National Brain Research Centre, Nainwal Mode, Manesar, Haryana, India.
Prog Brain Res. 2013;202:321-45. doi: 10.1016/B978-0-444-62604-2.00017-4.
Accumulator models of decision making provide a unified framework to understand decision making and motor planning. In these models, the evolution of a decision is reflected in the accumulation of sensory information into a motor plan that reaches a threshold, leading to choice behavior. While these models provide an elegant framework to understand performance and reaction times, their ability to explain complex behaviors such as decision making and motor control of sequential movements in dynamic environments is unclear. To examine and probe the limits of online modification of decision making and motor planning, an oculomotor "redirect" task was used.
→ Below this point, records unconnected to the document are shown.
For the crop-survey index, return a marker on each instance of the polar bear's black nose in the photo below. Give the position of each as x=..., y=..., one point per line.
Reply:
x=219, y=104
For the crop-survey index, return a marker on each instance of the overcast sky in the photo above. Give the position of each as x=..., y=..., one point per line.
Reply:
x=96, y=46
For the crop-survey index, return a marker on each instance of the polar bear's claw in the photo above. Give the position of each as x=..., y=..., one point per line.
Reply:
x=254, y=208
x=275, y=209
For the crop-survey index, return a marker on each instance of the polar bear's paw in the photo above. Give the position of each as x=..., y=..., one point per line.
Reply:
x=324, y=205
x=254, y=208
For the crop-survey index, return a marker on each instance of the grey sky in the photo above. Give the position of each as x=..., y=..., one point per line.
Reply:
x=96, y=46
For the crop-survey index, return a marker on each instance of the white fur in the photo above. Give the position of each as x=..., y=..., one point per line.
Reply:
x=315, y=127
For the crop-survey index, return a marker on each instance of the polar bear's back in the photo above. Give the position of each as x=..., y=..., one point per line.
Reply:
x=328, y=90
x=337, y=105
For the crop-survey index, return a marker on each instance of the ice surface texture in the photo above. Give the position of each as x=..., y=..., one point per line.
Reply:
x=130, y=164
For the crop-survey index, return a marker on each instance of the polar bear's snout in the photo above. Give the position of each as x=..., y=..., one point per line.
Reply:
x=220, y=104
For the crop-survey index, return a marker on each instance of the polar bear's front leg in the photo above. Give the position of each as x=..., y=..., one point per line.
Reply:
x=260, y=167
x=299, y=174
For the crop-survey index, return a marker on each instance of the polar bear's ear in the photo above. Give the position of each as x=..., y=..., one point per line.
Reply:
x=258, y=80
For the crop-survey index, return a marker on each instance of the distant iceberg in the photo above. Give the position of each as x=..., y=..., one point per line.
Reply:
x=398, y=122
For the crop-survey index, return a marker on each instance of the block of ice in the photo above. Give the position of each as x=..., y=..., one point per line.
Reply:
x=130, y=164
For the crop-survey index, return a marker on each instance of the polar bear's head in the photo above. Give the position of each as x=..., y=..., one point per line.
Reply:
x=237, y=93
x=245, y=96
Here, subjects were expected to change their eye movement plan when a new saccade target appeared. Based on task performance, saccade reaction time distributions, computational models of behavior, and intracortical microstimulation of monkey frontal eye fields, we show how accumulator models can be tested and extended to study dynamic aspects of decision making and motor control.
决策的累加器模型为理解决策和运动规划提供了一个统一的框架。在这些模型中,决策的演变反映在将感觉信息积累到达到阈值的运动计划中,从而导致选择行为。虽然这些模型为理解性能和反应时间提供了一个优雅的框架,但它们解释复杂行为的能力,如动态环境中序列运动的决策和运动控制,尚不清楚。为了检验和探究在线修改决策和运动规划的极限,使用了眼动“重定向”任务。在这里,当出现新的扫视目标时,要求受试者改变他们的眼球运动计划。基于任务表现、扫视反应时间分布、行为的计算模型以及猴子额眼运动前区的皮质内微刺激,我们展示了如何测试和扩展累加器模型,以研究决策和运动控制的动态方面。